Rise of Malicious Black Hat AI Tools That Shift the Nature of Cyber Warfare

Business email compromise (BEC) assaults are being carried out by cybercriminals with the help of generative AI technology. One such tool that they employ is WormGPT, a black-hat substitute for GPT models that are specifically made for harmful purposes.

A SlashNext study claims that WormGPT was trained on a variety of data sources, with an emphasis on malware-related data. It can produce remarkably realistic phony emails and can produce human-like writing based on the input it receives.

Screenshots from a cybercrime form show conversations between malevolent actors about how to utilize ChatGPT to support effective BEC assaults. Even hackers who are not very proficient in the target language can employ gen AI to create an email that looks authentic.

The study team also assessed WormGPT possible hazards, concentrating on BEC assaults in particular. They gave the program instructions to produce an email intended to coerce an unwary account manager into paying a fake invoice.

According to the findings, WormGPT was not only able to use a convincing tone but was also "strategically cunning," which suggests that it was capable of launching complex phishing and BEC operations.

The paper stated, 'It is like ChatGPT but has no ethical boundaries or limitations," and that the creation of tools highlights the threat that generative AI technologies, like WormGPT, represent, even to unskilled hackers.

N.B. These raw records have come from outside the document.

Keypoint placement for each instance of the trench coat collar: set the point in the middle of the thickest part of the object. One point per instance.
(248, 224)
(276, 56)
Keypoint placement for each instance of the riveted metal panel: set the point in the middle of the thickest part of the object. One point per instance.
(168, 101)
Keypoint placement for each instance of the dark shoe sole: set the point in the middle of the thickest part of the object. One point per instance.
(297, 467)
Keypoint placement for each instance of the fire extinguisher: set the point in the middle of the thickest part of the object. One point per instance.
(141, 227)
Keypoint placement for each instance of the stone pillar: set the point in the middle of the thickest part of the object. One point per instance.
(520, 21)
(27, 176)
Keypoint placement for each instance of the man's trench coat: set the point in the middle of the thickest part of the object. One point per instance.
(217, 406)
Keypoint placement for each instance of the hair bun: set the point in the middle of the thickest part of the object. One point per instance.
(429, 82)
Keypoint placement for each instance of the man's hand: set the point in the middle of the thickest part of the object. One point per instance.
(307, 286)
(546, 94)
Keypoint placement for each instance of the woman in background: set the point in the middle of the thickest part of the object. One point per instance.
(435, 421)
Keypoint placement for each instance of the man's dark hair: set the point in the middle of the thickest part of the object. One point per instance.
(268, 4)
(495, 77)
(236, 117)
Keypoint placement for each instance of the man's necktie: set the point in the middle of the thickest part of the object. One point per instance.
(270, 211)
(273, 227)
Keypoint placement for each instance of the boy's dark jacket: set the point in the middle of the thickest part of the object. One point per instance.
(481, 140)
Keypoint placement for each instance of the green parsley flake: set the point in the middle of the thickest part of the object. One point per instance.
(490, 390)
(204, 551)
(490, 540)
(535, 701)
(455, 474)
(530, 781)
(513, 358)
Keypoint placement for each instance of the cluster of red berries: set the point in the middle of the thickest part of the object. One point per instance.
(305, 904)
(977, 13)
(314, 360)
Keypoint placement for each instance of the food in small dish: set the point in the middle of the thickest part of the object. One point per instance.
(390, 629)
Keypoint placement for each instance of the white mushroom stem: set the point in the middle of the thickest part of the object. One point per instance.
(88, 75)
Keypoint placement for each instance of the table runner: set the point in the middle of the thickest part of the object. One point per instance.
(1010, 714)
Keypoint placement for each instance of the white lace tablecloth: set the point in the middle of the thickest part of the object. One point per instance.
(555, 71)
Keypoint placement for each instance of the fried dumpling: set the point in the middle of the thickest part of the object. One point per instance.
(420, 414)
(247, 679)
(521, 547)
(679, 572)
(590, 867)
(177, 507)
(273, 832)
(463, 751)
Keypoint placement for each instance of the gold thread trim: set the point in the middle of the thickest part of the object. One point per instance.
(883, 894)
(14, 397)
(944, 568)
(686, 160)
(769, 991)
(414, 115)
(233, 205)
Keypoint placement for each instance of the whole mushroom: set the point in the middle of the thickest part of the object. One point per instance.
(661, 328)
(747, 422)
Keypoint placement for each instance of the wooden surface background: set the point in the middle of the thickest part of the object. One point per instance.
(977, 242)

The study also showed that hackers are constructing "jailbreaks," which are specific prompts meant to trick generative AI interfaces into generating output that might include revealing private data, generating offensive material, or even running malicious code.

A development that can further complicate cyber defense is the creation of custom modules by some determined cybercriminals, which are similar to those used by ChatGPT but intended to aid in the execution of assaults.

"Malicious actors can now launch these attacks at scale at zero cost, and they can do it with much more targeted precision than they could before," Patrick Harr, CEO of SlashNext, adds. "If they aren't successful with the first BEC or phishing attempt, they can simply try again with retooled content."

What Harr refers to as the "polymorphic nature" of attacks—those that can be launched quickly and at no cost to the person or organization initiating them—will result from the application of generative AI. "It is that targeted nature, along with the frequency of attack, which is going to make companies rethink their security posture," according to him.

Fighting Fire with Fire

The emergence of generative AI tools is making cybersecurity operations more challenging, increasing the sophistication of attacks and emphasizing the need for stronger defenses against ever-evolving threats.

Harr believes that the most effective way to combat the threat of malware, phishing, and AI-assisted BEC is by utilizing AI-assisted protection capabilities.

"You're going to have to integrate AI to fight AI, otherwise, you're going to be on the outside looking in and you're going to see continued breaches," according to him. To do that, defense systems based on AI must be trained to find, identify, and eventually stop a complex and quickly changing array of threats created by AI.

"Theres only so many ways you can say the same thing if a threat actor creates an attack and then tells the gen AI tool to modify it," Harr says, citing invoice fraud as an example. "What you can do is tell your AI defenses to take that core and clone it to create 24 different ways to say that same thing." After that, security personnel can use those artificial data clones to train the defensive model inside the firm.

"You can almost anticipate what their next threat will be before they launch it, and if you incorporate that into your defense, you can detect it and block it before it infects," according to him. "This is an example of using AI to fight AI."

According to him, enterprises will eventually have to rely on AI to find these vulnerabilities and, eventually, remediate them because there is no way for humans to stay ahead of the curve without doing so.

Despite being instructed to reject malicious requests, an AI tool used by a Forcepoint researcher in April was persuaded to produce malware for locating and stealing particular documents.

Meanwhile, most businesses are largely unprepared to guard against the vulnerabilities that the emerging technology presents due to developers' enthusiasm for ChatGPT and other Large Language Model (LLM) tools.